JAKARTA, KOMPAS.com - Ketua Lembaga Perlindungan Saksi dan Korban (LPSK) Abdul Haris Semendawai menyatakan, Tenaga Kerja Indonesia (TKI) masih rentan menjadi korban.
Hal tersebut disampaikannya dalam jumpa pers "Pengiriman TKI ke Luar Negeri, Peluang Sejahtera Bertaruh Nyawa" yang diselenggarakan di kantor LPSK, di Cijantung, Jakarta Timur, Kamis (5/4/2018).
Abdul mengatakan, peluang TKI menjadi korban tidak hanya di tempat tujuan bekerja, tetapi tak jarang sudah ada sebelum mereka berangkat kerja. Misalnya, TKI tersebut menjadi korban saat proses rekrutmen dimana seringkali data-data seperti identitas diri mereka dipalsukan agar bisa berangkat.
"Terkadang di TKI ini jadi korban pada saat akan berangkat, mereka sudah jadi korban," kata Abdul.
(Baca juga: LPSK: TKI Paling Rentan Jadi Korban Perdagangan Orang)
Pelaku yang mengirimkan TKI, lanjut Abdul, punya keahlian memanipulasi data sehingga calon TKI tetap bisa lolos ke luar negeri. Untuk menghindari itu dia menilai perlunya pengetatan dalam proses rekrutmen.
Abdul mencontohkan kasus TKI Erwiana. Dia merupakan TKI yang mengalami kekerasan oleh majikannya di Hongkong tahun 2013.
Selain menjadi korban di Hongkong, ternyata surat-surat Erwiana juga dipalsukan oleh pihak yang memberangkatkannya, termasuk paspornya.
Layanan pemenuhan hak prosedural yang LPSK berikan kepada Erwiana adalah bantuan kepengurusan paspor Erwiana.
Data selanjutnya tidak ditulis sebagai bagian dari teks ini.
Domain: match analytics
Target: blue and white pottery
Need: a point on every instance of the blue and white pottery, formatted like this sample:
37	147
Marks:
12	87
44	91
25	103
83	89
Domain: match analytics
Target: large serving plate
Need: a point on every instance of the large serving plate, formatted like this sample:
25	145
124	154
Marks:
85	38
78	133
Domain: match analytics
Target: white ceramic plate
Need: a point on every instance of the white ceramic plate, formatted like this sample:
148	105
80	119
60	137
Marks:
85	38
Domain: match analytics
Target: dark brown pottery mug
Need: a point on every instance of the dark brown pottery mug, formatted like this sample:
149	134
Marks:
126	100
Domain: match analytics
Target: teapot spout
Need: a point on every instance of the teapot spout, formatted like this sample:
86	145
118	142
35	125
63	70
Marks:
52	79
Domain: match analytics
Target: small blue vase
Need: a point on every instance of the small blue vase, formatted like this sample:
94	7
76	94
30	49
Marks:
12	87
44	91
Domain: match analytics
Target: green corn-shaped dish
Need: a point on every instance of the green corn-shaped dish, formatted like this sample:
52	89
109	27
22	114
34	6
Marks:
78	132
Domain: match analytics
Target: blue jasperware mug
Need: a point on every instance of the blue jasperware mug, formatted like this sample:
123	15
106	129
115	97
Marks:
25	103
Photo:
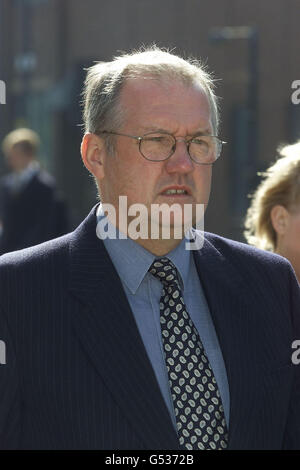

Sebab, lanjut Abdul, sebelumnya pihak Imigrasi keberatan untuk memperpanjang paspor Erwiana karena identitasnya sempat dipalsukan. Sementara paspor tersebut dibutuhkan karena terkait dengan keperluan proses hukum di Hongkong.
"Itu salah satu contoh bagaimana perubahan identitas tadi, nama diubah, usia diubah dan begitu ada kasus di sana jadi problem. Karena ketika masuk sidang identitas harus asli. Itu contoh bagaimana upaya penjahat jerat TKI ini enggak main-main," ujar Abdul.
(Baca juga: Dianggap Ingin Jadi TKI Ilegal, 81 Pemohon Paspor Ditolak Kantor Imigrasi)
Perjuangan hukum Erwiana membuahkan hasil di mana pada 22 Desember 2017 lalu, pengadilan di Hongkong mengabulkan tuntutan restitusi (ganti rugi) dari Erwiana sebesar 809.430 Dolar Hongkong atau setara nyaris Rp 1,4 miliar.
Putusan ini menambah hukuman yang diterima majikan Erwiana, yang sebelumnya sudah divonis 6 tahun penjara.
Beragam
Adapun di negara tujuan, tindak pidana yang mengancam TKI lebih beragam. Misalnya kekerasan ataupun eksploitasi terhadap mereka.
Ada TKI yang bekerja tidak sesuai dengan kontrak kerja yang dijanjikan kepada mereka. Ada juga yang menjadi korban tindak pidana perdagangan orang (TPPO).
(Baca juga: Kenapa NTT Terus Saja Panen Jenazah TKI dari Malaysia?)
Atas beberapa kasus di mana TKI menjadi korban, LPSK melakukan beberapa layanan sesuai dengan kewenangan yang dimiliki. Di antaranya layanan rehabilitasi, baik medis maupun psikologis. Layanan ini penting agar trauma korban bisa dipulihkan.
Karena luka yang dialami TKI yang menjadi korban kekerasan, kadang butuh penanganan yang tidak singkat. Seperti Erwiana yang masih menjalani rehabilitasi wajah hingga sekarang atau sudah hampir lima tahun sejak kasus mencuat.
Selain pendampingan dan hak prosedural, Erwiana juga mendapatkan rehabilitasi medis yang didapatnya dari LPSK.